The research is built upon the Orion framework, which translates PyTorch code for execution under FHE. A primary contribution is the detailed comparison and benchmarking of two methods for plaintext-ciphertext matrix-vector products, essential for transformer feed-forward layers. The first is a row-packing method, which packs matrix rows into separate plaintexts. The second is a diagonal-packing method utilizing the Baby-Step Giant-Step (BSGS) algorithm. Extensive experiments reveal that the BSGS method dramatically outperforms the (packed) row method, achieving speedups of up to 13.7x for transformer-scale matrices found in models like GPT-2, Phi-3-mini, and Llama 3 8B. This highlights the paramount importance of algorithmic choice in FHE performance.

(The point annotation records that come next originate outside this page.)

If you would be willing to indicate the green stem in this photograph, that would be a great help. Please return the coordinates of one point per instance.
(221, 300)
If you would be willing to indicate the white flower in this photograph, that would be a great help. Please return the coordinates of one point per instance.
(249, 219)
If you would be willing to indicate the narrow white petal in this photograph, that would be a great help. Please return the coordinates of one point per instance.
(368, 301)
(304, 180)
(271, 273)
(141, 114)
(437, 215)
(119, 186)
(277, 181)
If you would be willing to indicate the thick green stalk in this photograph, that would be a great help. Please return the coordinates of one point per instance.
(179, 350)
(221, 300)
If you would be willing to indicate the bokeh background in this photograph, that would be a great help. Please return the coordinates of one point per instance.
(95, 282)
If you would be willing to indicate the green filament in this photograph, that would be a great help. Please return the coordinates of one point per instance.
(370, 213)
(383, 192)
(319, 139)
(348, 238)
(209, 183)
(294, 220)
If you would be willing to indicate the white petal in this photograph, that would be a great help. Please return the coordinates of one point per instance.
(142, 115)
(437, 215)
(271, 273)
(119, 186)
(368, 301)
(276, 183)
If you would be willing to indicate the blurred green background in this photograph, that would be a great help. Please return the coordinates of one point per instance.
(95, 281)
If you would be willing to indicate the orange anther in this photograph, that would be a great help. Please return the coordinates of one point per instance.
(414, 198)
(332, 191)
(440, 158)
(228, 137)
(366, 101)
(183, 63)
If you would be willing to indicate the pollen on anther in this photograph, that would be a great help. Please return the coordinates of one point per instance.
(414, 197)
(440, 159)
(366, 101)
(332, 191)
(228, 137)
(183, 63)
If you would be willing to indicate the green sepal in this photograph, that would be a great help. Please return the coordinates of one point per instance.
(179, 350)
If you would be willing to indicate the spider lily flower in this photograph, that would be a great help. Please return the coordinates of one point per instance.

Secondly, the paper explores network-level optimizations to mitigate FHE costs. Non-linear activation functions like GeLU in feed-forward networks are expensive to evaluate homomorphically and often trigger bootstrapping. The authors demonstrate that strategically pruning these activation functions can lead to substantial latency reductions—up to 11.46x for the feed-forward layer—presenting a tangible trade-off between model accuracy and the efficiency of private inference.

Third, the work extends the Orion compiler to support ciphertext-ciphertext matrix-matrix multiplication, a crucial operation within the self-attention mechanism (e.g., for calculating QK^T). This enables computations where both operands are encrypted, expanding the scope of possible private inference scenarios.

Finally, to understand the fundamental performance limits, the authors conduct a roofline analysis of FHE primitive operations and encrypted linear transformations. A key finding is that even highly optimized, SIMD-encoded implementations are severely memory-bound, with an arithmetic intensity of only about 0.1 integer operations per byte of DRAM traffic. This indicates that the memory subsystem, not compute throughput, is the primary bottleneck under current encoding schemes.

In conclusion, the paper makes a compelling case that scalable private transformer inference requires a multi-faceted approach: compiler-level optimizations like advanced linear algebra algorithms (BSGS), network-level architectural adjustments (pruning), and ultimately, the exploration of novel encoding schemes and computational models within the CKKS FHE scheme to overcome the inherent memory bottleneck. The integration of these optimizations into the Orion framework provides a valuable toolkit and benchmark for future research in privacy-preserving machine learning.